The river flowed like a yellow vein into the heart of Cathay. The gorges above it were scalloped with rice fields, and the yellow loess cliffs beehived with row upon row of caves. The people winnowed grain in the sun, retreating inside the mountain at nights, as they had done for thousands of years.

Everything seemed strange and frightening and compelling at once: the demonic clash of cymbals and doleful beating of a gong from the temples; the rhythmic chanting of priests; the massive statues of Borcan reclining beside the road, painted with stupendous colours. Once he saw a statue the height of ten men, hewn from bare rock in the cliff face.

The Silk Road was no longer a lonely place, it was crowded with creaking carts, or peasants treading their way to market with baskets of fruit and vegetables balanced across their shoulders on bamboo yokes. Small caravans of a few mules or camels brought silks and teas from the south. Occasionally Josseran heard an imperial postman run past with his great belt of bells. They saw countless
orchards of mulberry trees, where they harvested the moths for their precious silk cocoons.

The villages they passed were mostly poor, the huts made of mud and straw and thatch. Pigs and geese waddled through muddy alleys; bare-bottomed children squatted to defecate in the ditches.

Once they passed a funeral cortège. The boarded coffin was covered in dazzling silk coverlets, and the mourners were laughing and singing as if it were a feast day. A troupe of musicians followed behind, trumpets wailing. Josseran had never known any funeral that was not an occasion for mournful silence and seeing people celebrate a death left him astonished.

‘They are happy for the dead,’ Sartaq said. ‘They do not have to worry about the cares of the world any more. The loud noises keep away the evil spirits.’ He leaned closer. ‘I must be an evil spirit because I hate the sound of those trumpets too!’ And he laughed.

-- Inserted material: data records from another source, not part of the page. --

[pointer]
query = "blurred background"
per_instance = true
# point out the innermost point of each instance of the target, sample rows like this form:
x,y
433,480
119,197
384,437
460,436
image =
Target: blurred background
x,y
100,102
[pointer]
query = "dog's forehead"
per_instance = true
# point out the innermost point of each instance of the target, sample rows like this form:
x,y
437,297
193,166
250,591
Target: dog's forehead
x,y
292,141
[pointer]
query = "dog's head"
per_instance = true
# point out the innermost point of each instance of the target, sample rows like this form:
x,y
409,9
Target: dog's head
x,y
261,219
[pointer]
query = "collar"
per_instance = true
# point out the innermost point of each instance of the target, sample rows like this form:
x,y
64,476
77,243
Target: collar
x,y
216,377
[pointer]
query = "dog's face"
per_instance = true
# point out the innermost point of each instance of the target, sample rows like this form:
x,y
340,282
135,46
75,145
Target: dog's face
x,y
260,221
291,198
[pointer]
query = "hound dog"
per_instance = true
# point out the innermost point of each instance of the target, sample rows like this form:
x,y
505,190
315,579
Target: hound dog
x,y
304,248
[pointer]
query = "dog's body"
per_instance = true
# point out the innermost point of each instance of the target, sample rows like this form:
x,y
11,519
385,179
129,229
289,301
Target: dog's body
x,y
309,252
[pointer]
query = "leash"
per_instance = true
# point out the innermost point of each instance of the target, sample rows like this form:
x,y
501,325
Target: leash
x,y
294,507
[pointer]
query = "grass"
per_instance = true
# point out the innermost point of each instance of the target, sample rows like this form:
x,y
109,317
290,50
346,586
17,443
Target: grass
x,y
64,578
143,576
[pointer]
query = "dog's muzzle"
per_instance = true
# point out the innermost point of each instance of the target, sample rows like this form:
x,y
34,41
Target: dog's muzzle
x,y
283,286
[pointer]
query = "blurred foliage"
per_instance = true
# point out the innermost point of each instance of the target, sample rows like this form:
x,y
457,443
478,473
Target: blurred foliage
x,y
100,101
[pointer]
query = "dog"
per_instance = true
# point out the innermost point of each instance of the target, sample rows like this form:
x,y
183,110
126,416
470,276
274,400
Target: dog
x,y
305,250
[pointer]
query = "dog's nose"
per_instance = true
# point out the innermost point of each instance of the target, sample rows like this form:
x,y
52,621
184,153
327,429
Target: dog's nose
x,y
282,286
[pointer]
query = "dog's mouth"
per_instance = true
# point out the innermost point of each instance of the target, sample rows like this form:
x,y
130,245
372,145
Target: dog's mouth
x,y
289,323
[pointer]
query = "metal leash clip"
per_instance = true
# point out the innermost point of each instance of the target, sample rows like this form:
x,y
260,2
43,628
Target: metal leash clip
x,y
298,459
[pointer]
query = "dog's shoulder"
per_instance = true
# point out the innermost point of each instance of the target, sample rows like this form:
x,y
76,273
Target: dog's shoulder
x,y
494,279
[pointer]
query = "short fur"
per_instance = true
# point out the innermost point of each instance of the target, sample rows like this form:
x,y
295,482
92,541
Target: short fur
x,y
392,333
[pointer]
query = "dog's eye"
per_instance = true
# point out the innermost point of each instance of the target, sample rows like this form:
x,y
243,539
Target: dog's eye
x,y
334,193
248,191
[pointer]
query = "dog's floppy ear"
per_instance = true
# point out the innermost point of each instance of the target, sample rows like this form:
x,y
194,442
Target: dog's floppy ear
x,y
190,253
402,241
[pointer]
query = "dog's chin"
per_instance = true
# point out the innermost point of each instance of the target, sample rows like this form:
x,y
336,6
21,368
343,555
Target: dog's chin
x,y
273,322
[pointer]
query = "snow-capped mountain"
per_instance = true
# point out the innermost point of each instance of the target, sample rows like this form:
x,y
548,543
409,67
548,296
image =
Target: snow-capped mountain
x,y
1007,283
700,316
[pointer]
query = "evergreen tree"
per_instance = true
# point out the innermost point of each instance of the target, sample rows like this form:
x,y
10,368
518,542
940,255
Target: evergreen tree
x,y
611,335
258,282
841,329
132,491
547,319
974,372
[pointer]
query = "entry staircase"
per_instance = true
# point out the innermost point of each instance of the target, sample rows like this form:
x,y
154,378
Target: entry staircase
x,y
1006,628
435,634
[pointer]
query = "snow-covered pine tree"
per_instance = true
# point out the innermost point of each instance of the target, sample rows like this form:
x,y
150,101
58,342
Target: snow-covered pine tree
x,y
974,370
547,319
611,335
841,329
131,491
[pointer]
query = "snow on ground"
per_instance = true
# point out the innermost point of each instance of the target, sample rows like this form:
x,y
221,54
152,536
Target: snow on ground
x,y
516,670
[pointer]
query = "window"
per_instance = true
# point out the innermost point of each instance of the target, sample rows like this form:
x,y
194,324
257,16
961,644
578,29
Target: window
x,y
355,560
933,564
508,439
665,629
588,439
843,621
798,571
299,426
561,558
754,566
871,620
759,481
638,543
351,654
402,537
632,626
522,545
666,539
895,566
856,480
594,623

The people of the Middle Kingdom found them just as curious, and perhaps even more terrifying. Plump, moon-faced children, squatting under roofed gateways, would run inside as they passed, pointing at them and screaming in fright. Old whitebeards set aside their long pipes and stared open-mouthed; old women in quilted vests and trousers, with toothless mouths and impossibly small and slippered feet, hurried inside their hovels, wailing like the small children.